Definitely worth getting. The recordings are of native speakers.

davush wrote:
Should I just learn what <oi> represents on a case by case basis?

I.e. is <scoil> always /skˠɔlʲ/ or can it be /skˠɪlʲ/ or /skˠɛlʲ/ (or such)?

Similarly, is <cnoc> /knʊk/ or /knɔk/?

<cloiche> /klˠɛçə/ or /klˠɔçə/ or even /klˠɪçə/ ?

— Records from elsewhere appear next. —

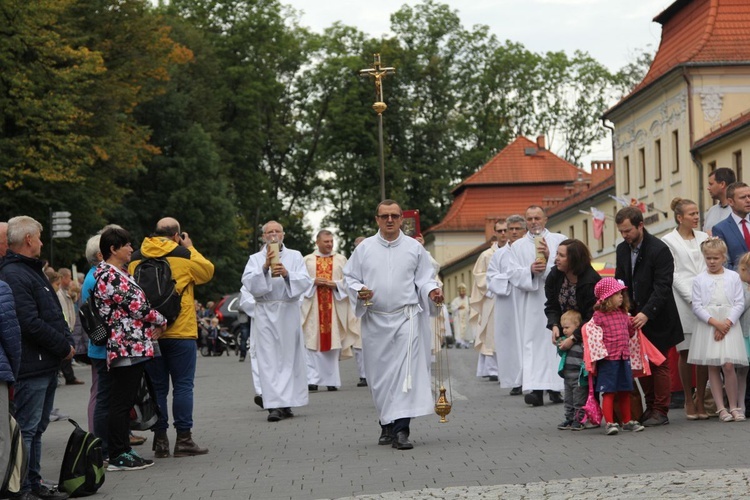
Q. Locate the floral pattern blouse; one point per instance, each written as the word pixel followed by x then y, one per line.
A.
pixel 123 306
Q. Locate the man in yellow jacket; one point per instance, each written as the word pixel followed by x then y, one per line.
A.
pixel 178 343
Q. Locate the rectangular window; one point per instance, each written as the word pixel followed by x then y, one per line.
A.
pixel 626 174
pixel 586 232
pixel 737 159
pixel 657 160
pixel 642 167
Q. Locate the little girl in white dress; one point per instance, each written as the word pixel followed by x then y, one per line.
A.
pixel 718 303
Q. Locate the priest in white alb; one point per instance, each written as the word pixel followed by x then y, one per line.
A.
pixel 390 279
pixel 277 281
pixel 530 264
pixel 326 315
pixel 482 303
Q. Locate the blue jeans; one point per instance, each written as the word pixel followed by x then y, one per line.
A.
pixel 177 361
pixel 34 398
pixel 101 408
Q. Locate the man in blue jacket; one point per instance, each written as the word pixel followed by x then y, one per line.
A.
pixel 45 342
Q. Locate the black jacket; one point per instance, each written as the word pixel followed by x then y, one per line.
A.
pixel 45 337
pixel 585 298
pixel 650 289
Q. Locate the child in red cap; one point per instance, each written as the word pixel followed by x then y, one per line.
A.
pixel 614 378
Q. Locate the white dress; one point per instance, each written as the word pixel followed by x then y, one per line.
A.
pixel 704 350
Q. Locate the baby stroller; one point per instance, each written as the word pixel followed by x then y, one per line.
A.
pixel 219 343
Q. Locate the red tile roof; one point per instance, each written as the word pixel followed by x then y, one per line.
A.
pixel 730 127
pixel 508 184
pixel 513 165
pixel 699 32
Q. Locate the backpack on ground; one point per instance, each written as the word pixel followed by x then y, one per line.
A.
pixel 154 276
pixel 15 474
pixel 82 470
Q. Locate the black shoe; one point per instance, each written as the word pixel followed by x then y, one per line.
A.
pixel 386 436
pixel 555 397
pixel 401 441
pixel 275 415
pixel 42 491
pixel 656 419
pixel 534 398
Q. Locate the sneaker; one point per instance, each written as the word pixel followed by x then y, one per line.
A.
pixel 612 429
pixel 564 425
pixel 633 426
pixel 140 459
pixel 126 461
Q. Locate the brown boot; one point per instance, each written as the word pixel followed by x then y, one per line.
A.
pixel 186 447
pixel 161 444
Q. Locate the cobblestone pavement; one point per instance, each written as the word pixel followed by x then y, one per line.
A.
pixel 493 446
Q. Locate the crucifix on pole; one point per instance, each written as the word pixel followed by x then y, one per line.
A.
pixel 378 72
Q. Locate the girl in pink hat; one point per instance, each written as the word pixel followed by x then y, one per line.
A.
pixel 614 378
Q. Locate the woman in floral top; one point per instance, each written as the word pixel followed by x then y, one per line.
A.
pixel 134 326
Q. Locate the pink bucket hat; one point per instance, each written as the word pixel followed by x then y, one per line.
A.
pixel 608 287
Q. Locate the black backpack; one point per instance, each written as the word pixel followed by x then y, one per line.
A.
pixel 154 276
pixel 82 470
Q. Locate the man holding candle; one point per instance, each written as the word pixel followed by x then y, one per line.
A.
pixel 393 274
pixel 277 279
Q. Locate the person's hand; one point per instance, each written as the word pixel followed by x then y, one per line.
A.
pixel 185 240
pixel 538 267
pixel 544 248
pixel 363 293
pixel 555 334
pixel 566 344
pixel 279 270
pixel 639 320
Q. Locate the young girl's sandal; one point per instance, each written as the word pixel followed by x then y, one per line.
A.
pixel 738 414
pixel 724 415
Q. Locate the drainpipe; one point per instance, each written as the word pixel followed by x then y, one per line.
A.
pixel 696 161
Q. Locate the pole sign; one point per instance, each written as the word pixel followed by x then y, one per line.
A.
pixel 61 225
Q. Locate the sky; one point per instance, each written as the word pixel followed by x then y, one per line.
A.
pixel 611 31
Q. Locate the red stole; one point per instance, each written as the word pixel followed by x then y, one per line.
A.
pixel 324 269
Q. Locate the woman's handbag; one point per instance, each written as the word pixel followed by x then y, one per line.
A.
pixel 592 409
pixel 92 323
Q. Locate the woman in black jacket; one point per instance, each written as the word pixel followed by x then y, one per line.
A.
pixel 570 286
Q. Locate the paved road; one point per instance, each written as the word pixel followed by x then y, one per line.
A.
pixel 493 447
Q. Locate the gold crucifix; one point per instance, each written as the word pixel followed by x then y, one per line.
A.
pixel 378 72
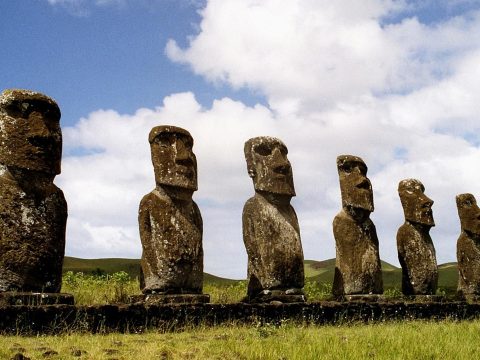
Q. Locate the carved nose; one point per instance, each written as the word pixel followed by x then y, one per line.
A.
pixel 281 164
pixel 426 201
pixel 38 126
pixel 182 153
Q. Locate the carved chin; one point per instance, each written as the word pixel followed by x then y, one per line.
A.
pixel 359 202
pixel 276 186
pixel 177 181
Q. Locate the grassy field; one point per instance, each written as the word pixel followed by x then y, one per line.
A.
pixel 318 276
pixel 406 340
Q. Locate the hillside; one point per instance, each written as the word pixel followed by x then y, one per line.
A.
pixel 320 271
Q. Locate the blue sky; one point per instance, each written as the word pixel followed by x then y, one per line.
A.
pixel 108 56
pixel 395 82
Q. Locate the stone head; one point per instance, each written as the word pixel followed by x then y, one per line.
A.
pixel 417 206
pixel 268 165
pixel 355 187
pixel 30 134
pixel 174 162
pixel 469 213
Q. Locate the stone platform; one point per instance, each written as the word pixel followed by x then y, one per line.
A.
pixel 158 299
pixel 135 318
pixel 34 299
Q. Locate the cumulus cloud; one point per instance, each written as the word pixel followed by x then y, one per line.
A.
pixel 339 79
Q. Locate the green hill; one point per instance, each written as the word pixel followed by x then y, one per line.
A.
pixel 320 271
pixel 113 265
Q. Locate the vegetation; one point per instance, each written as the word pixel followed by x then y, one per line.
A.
pixel 103 281
pixel 116 288
pixel 406 340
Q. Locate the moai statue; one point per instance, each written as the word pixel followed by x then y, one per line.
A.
pixel 416 252
pixel 33 211
pixel 357 269
pixel 170 222
pixel 468 248
pixel 270 227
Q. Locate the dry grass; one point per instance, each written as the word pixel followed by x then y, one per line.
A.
pixel 406 340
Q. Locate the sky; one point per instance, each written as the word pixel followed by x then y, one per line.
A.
pixel 396 82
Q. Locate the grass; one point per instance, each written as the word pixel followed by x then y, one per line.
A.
pixel 406 340
pixel 116 288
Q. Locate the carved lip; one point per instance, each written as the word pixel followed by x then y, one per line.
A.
pixel 184 170
pixel 282 170
pixel 43 143
pixel 364 184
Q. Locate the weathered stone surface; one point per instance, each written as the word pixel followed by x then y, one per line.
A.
pixel 137 318
pixel 151 299
pixel 416 252
pixel 33 211
pixel 169 220
pixel 468 247
pixel 270 227
pixel 358 268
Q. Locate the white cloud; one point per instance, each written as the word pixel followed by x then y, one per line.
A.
pixel 404 96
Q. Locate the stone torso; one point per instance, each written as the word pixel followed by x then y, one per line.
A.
pixel 468 258
pixel 358 268
pixel 32 238
pixel 171 235
pixel 272 238
pixel 416 254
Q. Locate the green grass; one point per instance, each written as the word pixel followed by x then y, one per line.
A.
pixel 318 279
pixel 406 340
pixel 116 288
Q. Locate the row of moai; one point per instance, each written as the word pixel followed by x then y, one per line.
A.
pixel 33 214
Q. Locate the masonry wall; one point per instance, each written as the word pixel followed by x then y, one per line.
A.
pixel 47 319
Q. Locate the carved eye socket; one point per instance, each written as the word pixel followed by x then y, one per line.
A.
pixel 347 167
pixel 164 140
pixel 187 142
pixel 263 150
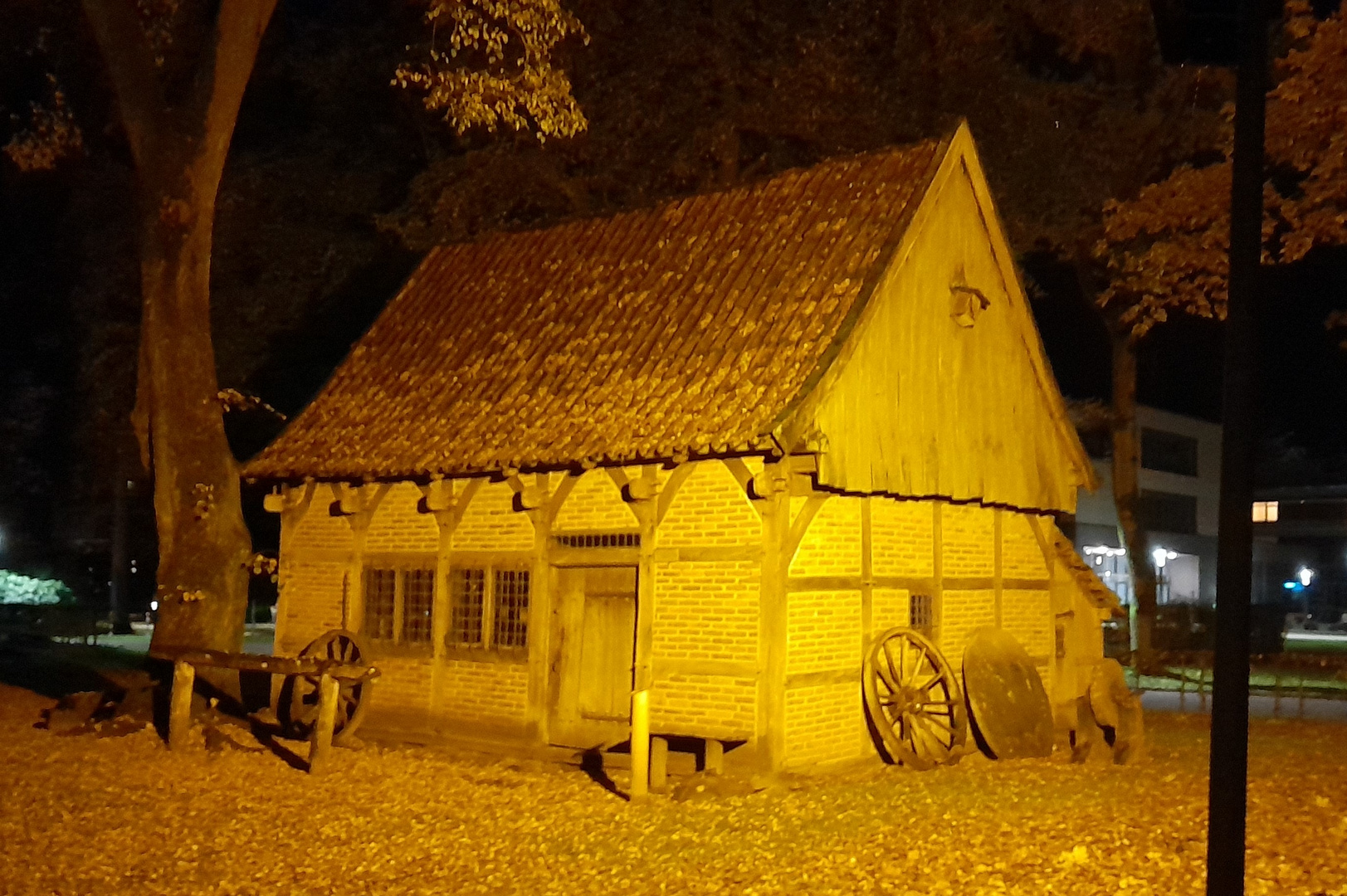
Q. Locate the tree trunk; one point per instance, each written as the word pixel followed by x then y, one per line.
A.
pixel 1126 494
pixel 178 119
pixel 203 543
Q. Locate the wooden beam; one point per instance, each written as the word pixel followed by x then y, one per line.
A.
pixel 850 675
pixel 666 669
pixel 800 524
pixel 671 487
pixel 179 704
pixel 320 753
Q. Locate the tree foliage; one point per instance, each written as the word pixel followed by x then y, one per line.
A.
pixel 499 68
pixel 1167 250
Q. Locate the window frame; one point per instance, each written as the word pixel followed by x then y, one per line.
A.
pixel 402 567
pixel 488 632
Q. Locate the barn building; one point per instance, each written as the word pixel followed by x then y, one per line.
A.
pixel 706 451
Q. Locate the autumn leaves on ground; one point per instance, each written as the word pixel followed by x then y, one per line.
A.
pixel 124 816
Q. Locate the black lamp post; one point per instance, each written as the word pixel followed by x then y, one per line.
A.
pixel 1228 32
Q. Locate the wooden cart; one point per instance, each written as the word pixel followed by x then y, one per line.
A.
pixel 325 694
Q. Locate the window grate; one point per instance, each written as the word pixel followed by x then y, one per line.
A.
pixel 510 628
pixel 921 615
pixel 600 539
pixel 469 597
pixel 380 598
pixel 417 606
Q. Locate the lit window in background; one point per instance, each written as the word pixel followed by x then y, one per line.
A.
pixel 1265 511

Hopefully Learning Irish will clear some of my confusion.

Many thanks.

Yes, pretty much case by case, although you'll not be totally wrong if you use any of those pronunciations, and you'll eventually assemble enough examples to work out new words.

scoil/skel´/ =/skˠɛlʲ/
cnoc /kruk/ = /krʊk/
cloiche = /kLo:i:/ or /kLox´ə/ = /klˠɔçə/

_________________

WARNING: Intermediate speaker - await further opinions, corrections and adjustments before acting on my advice.
My "specialty" is Connemara Irish, particularly Cois Fhairrge dialect.
Is fearr Gaeilge ḃriste ná Béarla cliste, cinnte, aċ i ḃfad níos fearr aríst í Gaeilge ḃinn ḃeo na nGaeltaċtaí.
Gaeilge Chonnacht (GC), go háraid Gaeilge Chois Fhairrge (GCF), agus Gaeilge an Chaighdeáin Oifigiúil (CO).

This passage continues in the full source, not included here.